Electricity ‘mixing’ scheme launched to help businesses meet CO2 targets
An electricity package has been launched which is designed to help businesses meet their carbon reduction requirements by buying electricity generated from both conventional and environmentally-friendly sources.
The package – known as Carbon Certified Electricity – enables businesses to buy electricity at a pre-selected carbon intensity in order to meet CO2 emission targets. This is achieved by ‘mixing’ electricity from both environmentally-friendly and conventional sources in order to reduce the costs of switching to greener supplies.
“The response from business has been very good,” Greenergy Carbon Partners’ Marketing Manager, Charlie Snell, told edie. “CO2 is the hot environmental issue and this is an easy way to help companies assess their targets. So far, we are targeting mostly bigger companies such as energy intensive industries and companies with high profile consumer brands, but all sizes of business could take advantage of the scheme.”
Snell believes that subscribers could end up turning a profit. “While this is an electricity product and therefore has to be paid for, we think companies could potentially save money on it if they manage to reduce their CO2 emissions. They could then enter carbon emissions trading schemes and sell their credits.”

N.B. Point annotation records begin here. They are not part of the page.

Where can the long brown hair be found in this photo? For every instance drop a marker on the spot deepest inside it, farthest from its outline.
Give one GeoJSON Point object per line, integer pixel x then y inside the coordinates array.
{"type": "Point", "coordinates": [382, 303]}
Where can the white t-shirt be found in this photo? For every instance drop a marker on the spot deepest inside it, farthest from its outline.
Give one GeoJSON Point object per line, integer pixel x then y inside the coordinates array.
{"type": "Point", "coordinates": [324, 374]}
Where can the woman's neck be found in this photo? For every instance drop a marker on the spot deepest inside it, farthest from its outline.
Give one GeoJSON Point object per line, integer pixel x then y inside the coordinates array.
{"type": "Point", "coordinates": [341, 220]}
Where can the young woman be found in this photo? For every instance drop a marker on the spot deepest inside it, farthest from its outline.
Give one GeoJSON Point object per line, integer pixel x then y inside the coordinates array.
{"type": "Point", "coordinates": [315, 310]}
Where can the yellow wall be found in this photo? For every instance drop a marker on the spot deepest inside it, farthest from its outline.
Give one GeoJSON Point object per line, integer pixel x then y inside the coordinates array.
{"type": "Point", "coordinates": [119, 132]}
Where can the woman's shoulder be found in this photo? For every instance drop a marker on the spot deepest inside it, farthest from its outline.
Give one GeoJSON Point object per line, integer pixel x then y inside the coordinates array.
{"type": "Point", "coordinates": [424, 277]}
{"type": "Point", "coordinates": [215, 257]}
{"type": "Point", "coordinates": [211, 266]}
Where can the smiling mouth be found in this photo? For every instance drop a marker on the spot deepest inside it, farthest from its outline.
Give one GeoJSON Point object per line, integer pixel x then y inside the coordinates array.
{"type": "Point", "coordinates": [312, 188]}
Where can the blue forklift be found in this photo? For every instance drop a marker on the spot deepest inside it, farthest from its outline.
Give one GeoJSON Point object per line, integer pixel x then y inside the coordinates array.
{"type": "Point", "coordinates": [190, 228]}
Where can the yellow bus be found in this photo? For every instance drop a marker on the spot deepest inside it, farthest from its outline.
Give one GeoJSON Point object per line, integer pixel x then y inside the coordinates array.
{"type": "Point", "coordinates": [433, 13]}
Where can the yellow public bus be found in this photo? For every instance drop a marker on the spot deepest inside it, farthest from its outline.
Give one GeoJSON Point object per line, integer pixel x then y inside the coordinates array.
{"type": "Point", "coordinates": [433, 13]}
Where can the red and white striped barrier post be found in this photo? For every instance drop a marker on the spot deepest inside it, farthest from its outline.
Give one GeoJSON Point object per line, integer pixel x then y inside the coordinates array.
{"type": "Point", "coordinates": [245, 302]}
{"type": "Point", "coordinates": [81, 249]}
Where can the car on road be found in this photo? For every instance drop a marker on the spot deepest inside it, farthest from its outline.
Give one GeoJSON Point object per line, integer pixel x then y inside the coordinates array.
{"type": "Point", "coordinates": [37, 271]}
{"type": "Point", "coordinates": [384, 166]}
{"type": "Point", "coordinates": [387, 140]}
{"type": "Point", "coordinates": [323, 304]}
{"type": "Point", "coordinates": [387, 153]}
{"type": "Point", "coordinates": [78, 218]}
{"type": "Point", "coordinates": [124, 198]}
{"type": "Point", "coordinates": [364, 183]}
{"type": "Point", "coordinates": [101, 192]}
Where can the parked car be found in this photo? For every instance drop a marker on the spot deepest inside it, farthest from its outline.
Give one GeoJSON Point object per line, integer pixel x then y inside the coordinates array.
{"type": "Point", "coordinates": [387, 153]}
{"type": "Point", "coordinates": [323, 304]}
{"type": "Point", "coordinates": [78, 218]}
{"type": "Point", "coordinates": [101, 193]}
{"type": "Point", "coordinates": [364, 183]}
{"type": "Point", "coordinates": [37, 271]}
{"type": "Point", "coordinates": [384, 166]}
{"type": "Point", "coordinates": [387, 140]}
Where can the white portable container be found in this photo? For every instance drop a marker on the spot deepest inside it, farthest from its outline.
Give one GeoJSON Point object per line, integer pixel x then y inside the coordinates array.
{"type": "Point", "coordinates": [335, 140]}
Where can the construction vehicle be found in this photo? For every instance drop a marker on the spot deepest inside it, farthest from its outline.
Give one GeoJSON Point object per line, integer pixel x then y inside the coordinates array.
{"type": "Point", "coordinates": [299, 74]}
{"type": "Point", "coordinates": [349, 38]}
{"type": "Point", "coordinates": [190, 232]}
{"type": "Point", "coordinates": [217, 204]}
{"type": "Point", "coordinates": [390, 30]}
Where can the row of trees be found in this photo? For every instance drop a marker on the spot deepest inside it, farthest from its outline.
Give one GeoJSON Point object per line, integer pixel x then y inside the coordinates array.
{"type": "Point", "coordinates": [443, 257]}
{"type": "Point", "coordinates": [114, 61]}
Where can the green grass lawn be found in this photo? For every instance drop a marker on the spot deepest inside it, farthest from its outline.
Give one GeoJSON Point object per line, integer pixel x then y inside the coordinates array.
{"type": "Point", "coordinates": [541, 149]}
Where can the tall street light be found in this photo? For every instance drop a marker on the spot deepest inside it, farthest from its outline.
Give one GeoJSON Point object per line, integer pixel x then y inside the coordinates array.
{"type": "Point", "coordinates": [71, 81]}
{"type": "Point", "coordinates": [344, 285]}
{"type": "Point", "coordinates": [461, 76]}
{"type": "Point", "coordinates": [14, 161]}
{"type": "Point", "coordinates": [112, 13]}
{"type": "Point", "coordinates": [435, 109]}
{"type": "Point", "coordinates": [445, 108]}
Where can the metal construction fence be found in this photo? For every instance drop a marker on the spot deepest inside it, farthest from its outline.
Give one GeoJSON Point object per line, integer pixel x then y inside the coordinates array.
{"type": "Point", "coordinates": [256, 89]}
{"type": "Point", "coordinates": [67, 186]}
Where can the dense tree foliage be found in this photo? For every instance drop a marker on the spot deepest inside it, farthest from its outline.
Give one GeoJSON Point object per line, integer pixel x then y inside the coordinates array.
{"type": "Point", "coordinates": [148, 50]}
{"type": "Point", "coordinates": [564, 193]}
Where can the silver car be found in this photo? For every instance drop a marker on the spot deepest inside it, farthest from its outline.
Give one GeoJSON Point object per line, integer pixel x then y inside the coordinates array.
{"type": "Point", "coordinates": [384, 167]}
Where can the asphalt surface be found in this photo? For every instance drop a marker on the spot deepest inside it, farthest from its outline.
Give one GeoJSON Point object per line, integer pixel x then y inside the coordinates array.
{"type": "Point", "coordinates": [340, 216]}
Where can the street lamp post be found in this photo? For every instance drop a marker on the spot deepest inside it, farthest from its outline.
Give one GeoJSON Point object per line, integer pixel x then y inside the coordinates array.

Companies that subscribe to the scheme will be able to draw from a pool of nearly 50 types of electricity. They can choose from low carbon footprint renewable sources, such as wind and solar, medium sources, for example gas, and the most polluting sources, such as coal and oil. The electricity is then ‘blended’ to meet the customers’ particular financial and CO2 reduction requirements.
The scheme allows CO2 emissions to be certified on a grams per kWh, tonnes per month or per year basis. The certification of emissions means that an accurate statement can be made on the amount of CO2 emitted and reductions achieved.
Greenergy’s chairman, Andrew Owens, believes that 90% of businesses’ electricity will continue to come from conventional sources over the next decade. But, he points out, there is as large a range of carbon intensities between conventional sources as there is between conventional and renewable sources. “As a consequence, it’s vital to integrate both conventional and renewable energy sources into business carbon management plans,” says Owens.